Andrew’s breath grew ragged. “I can’t keep this speed up!”
Whereas before their fight had been an explosion, a surge of energy—like a cavalry charging at full gallop across a battlefield—now it demanded endurance and precision. Each Aetherian had to focus on pacing themselves. Even the strongest among them could falter if they pushed too far, risking collapse or a temporary loss of their abilities. The battlefield had shifted from wild force to careful, calculated exchanges, a test of stamina as much as skill.
“Andrew, stop,” Juliette said. “One of us will swap with you.”
“I will,” George said. Their punt slowed, and George hobbled forward, trading places with Andrew and grabbing the quant so Andrew could catch his breath, but the exchange cost them precious time, and their pursuers closed the distance.
As they passed beneath a centuries-old bridge, Isla had an idea. Shadows deepened for a heartbeat, the night air thick with tension, before they emerged into the silver glow of moonlight. The vessel wobbled as she shifted, making Edmund groan. Placing a palm on Andrew’s leg and another on Edmund’s shoulder, she let her palms glow, channeling a steady flow of energy. A faint warmth pulsed through them, a careful infusion of her Terra power that, she imagined, worked like a surge of nutrients and oxygen to fatigued muscles while clearing mentalhaze—something science might describe as accelerating natural recovery—leaving both their bodies steadier and their minds sharper than a moment before.
Edmund nodded his thanks, looking less green as he thrust his palm forward, and a jagged bolt of lightning shot from his fingers, scorching the front of their pursuers’ punt. He launched another, striking a man’s arm; the shout of pain cut through the night. Edmund moved to summon a gust of wind, but a thick curl of smoke whipped toward his face. Coughing and choking as it focused its attack on his nose and mouth, he tipped to the side, unable to breath, nearly toppling overboard—Andrew and Jimmy’s quick hands caught him just in time.
Isla’s eyes widened as she watched Edmund slowly suffocate. She looked to her friend, but Juliette’s focus was on those chasing them. She looked angry—not a very Juliette look. Her pale blonde hair caught in the moonlight, a halo of warmth around her.

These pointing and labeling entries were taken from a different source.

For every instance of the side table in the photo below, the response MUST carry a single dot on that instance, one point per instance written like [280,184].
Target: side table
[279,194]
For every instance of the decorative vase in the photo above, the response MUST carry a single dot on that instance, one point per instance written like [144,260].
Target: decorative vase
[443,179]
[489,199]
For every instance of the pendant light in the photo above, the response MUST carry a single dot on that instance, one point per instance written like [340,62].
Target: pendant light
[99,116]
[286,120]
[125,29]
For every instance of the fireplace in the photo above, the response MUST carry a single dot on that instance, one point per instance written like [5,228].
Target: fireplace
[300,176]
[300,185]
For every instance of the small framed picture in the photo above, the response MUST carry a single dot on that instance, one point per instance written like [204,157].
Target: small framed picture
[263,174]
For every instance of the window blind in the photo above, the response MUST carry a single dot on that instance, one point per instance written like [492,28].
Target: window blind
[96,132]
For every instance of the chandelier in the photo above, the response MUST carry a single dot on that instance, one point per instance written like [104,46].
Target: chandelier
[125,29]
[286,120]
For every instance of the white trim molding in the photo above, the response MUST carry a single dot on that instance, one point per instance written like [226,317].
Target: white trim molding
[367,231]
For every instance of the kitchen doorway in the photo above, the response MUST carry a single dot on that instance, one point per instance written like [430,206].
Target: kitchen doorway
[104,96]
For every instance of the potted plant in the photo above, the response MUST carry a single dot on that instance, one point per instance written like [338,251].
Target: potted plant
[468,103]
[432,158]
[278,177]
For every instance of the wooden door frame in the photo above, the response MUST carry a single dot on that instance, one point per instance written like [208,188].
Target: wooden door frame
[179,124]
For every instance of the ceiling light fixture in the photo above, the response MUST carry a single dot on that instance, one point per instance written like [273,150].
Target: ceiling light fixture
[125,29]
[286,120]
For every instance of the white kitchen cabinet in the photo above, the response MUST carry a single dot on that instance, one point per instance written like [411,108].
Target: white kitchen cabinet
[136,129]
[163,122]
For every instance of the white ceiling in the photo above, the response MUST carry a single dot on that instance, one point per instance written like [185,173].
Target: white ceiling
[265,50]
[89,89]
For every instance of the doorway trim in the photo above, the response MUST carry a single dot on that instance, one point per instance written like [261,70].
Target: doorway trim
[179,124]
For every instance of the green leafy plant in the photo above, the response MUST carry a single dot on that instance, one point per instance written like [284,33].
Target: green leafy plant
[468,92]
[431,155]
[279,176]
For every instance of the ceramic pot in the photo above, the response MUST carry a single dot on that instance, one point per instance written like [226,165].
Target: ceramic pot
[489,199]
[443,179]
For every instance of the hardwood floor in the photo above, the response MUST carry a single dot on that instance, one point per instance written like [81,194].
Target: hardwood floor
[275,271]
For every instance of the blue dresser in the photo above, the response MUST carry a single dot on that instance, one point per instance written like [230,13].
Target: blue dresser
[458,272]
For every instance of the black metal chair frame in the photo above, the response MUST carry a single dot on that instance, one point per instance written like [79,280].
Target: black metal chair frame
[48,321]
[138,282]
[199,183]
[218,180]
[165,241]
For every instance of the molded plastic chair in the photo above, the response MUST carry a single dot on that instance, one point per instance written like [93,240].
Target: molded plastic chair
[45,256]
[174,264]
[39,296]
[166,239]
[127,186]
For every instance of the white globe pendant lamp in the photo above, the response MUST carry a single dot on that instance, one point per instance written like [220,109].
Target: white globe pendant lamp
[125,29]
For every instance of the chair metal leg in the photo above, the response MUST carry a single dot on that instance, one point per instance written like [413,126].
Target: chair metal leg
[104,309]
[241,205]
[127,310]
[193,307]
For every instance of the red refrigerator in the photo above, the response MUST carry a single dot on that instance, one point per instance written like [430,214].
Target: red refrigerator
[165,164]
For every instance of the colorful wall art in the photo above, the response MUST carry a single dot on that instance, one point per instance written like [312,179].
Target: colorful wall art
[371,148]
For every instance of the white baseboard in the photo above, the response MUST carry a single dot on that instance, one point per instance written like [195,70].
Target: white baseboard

But her palms began to glow an unnatural black, deeper than the shadows of the river at midnight. Smoke coiled from her hands, thick and writhing like living ink, and moved with an almost sentient purpose along the surface of the water, wrapping around their pursuers’ punt like a shadowy serpent.
When a rival tried to hurl a fireball, Jimmy lifted his palm and used a gust of wind to snuff it out just in time. Isla looked at him. “Just a Wielder,” he muttered with a shrug, his eyes still on the chasing punt.
Juliette’s fingers of smoke lashed out, strong and unyielding, gripping the rival punt with the force of a hundred hands. The boat shuddered, twisted, and with a loud splash, flipped over, sending its occupants falling into the dark, icy river. The black smoke lingered above the water like an unnatural fog, a silent warning.
Edmund choked out a ragged breath, coughing, and drew in a deep, steadying inhale. Juliette watched him with concern in her eyes.
Adrift and punt-less, the eight men struggled toward the shore.